Organisms ranging from bacteria to humans have circadian clocks to help them synchronize their biological activities to the time of day. A study published by Cell Press on October 16 in Cell now reveals that gut microbes in mice and humans have circadian rhythms that are controlled by the biological clock of the host in which they reside. Disruption of the circadian clock in the host alters the rhythms and composition of the microbial community, leading to obesity and metabolic problems.

“These findings provide an explanation for a long-standing and mysterious observation, namely that people with chronically disturbed day-night cycles due to repetitive jet lag or shift work have a tendency to develop obesity and other metabolic complications,” says senior study author Eran Elinav of the Weizmann Institute of Science, in a release. “These surprising findings may enable us to devise preventive treatments for these people to lower their risk for these complications.”

Disruption of the circadian clock in humans is a hallmark of relatively recent lifestyle changes involving chronic shift work or frequent flights across time zones. These widespread behavioral patterns have been linked to a wide range of diseases, including obesity, diabetes, cancer, and cardiovascular disease. But, until now, it has not been clear how changes in circadian rhythms increase the risk for these diseases.

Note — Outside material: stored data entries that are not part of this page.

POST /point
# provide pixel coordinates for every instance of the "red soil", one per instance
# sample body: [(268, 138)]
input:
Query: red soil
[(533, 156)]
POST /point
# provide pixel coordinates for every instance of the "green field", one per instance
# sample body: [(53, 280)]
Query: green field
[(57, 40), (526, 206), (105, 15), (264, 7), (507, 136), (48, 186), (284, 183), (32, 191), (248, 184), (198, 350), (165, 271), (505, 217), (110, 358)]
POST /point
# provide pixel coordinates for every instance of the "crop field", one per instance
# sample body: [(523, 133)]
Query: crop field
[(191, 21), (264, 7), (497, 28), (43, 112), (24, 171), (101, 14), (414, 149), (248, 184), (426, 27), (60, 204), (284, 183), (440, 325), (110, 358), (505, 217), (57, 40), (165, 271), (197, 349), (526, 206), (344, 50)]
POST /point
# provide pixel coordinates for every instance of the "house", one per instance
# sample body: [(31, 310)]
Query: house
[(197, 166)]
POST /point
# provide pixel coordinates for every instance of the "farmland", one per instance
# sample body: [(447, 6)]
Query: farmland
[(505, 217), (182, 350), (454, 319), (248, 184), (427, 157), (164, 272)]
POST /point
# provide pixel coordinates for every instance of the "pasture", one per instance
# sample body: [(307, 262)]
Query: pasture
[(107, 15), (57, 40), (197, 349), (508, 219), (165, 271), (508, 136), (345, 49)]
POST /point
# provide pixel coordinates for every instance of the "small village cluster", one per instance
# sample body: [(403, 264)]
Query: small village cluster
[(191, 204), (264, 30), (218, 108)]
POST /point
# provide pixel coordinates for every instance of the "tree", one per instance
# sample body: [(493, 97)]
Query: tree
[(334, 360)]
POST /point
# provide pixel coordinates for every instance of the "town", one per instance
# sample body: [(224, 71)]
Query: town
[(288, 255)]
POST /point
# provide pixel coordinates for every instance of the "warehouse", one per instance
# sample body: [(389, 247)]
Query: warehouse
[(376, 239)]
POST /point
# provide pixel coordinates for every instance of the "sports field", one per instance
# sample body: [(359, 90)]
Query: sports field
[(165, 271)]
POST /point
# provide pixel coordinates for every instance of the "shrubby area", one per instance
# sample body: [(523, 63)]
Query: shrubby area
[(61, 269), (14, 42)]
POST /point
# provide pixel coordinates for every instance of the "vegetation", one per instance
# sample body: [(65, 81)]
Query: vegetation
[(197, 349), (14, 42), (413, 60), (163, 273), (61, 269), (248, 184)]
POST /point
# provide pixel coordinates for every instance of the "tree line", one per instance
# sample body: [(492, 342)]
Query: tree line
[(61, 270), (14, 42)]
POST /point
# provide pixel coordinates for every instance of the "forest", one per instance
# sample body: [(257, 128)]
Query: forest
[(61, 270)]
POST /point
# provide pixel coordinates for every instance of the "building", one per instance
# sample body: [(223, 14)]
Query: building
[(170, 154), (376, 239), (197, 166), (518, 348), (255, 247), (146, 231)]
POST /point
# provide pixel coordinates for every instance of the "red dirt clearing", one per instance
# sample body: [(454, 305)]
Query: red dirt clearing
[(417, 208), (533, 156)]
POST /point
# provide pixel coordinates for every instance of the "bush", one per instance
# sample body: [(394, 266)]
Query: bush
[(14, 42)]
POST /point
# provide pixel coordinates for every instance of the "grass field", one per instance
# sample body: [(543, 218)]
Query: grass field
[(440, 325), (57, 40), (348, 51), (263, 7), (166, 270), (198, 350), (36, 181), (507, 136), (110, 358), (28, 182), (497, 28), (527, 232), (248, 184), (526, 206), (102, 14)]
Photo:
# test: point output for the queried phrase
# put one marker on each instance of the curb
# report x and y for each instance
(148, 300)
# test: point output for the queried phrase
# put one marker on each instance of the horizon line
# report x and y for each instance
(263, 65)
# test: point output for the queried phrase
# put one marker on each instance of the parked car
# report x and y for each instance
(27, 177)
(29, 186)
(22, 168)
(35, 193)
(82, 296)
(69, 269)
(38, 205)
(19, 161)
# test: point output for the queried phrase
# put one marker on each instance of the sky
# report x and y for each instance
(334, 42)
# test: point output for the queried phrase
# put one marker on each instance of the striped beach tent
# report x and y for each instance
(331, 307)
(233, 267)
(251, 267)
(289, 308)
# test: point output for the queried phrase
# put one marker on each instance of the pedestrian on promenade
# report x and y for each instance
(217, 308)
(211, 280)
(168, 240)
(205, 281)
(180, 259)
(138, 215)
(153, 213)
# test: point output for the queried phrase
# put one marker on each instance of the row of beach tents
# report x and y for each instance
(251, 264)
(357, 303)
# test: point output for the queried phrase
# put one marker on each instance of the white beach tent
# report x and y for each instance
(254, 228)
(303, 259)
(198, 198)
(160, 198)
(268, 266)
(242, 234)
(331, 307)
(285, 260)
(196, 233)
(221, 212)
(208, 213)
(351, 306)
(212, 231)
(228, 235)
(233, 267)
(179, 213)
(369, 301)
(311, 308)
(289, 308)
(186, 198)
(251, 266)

In the new study, Elinav and his team set out to determine whether gut microbes could be the missing link. When they analyzed microbes found in fecal samples collected from mice and humans at different times of day, they discovered rhythmic fluctuations in the abundance of microbes and their biological activities. The host’s circadian clock and normal feeding habits were required for the generation of these rhythmic fluctuations in the gut microbes.

When mice were exposed to changing light-dark schedules and abnormal 24-hour feeding habits, the microbial community lost its rhythmic fluctuations and changed in composition. Moreover, a high-fat diet caused these jet-lagged mice to gain weight and develop metabolic problems associated with diabetes. Similarly, jet lag in two humans who had traveled from the United States to Israel changed the composition of gut microbes, favoring the growth of bacteria that have been linked to obesity and metabolic disease.

“Our findings highlight a new therapeutic target that may be exploited in future studies to normalize the microbiota in those people whose lifestyle involves frequent alterations in sleep patterns, such as shift workers and very frequent fliers,” Elinav says. “Targeting the harmful changes in the microbiota in these large human populations with probiotic or antimicrobial therapies may reduce or even prevent their risk of developing obesity and its complications.”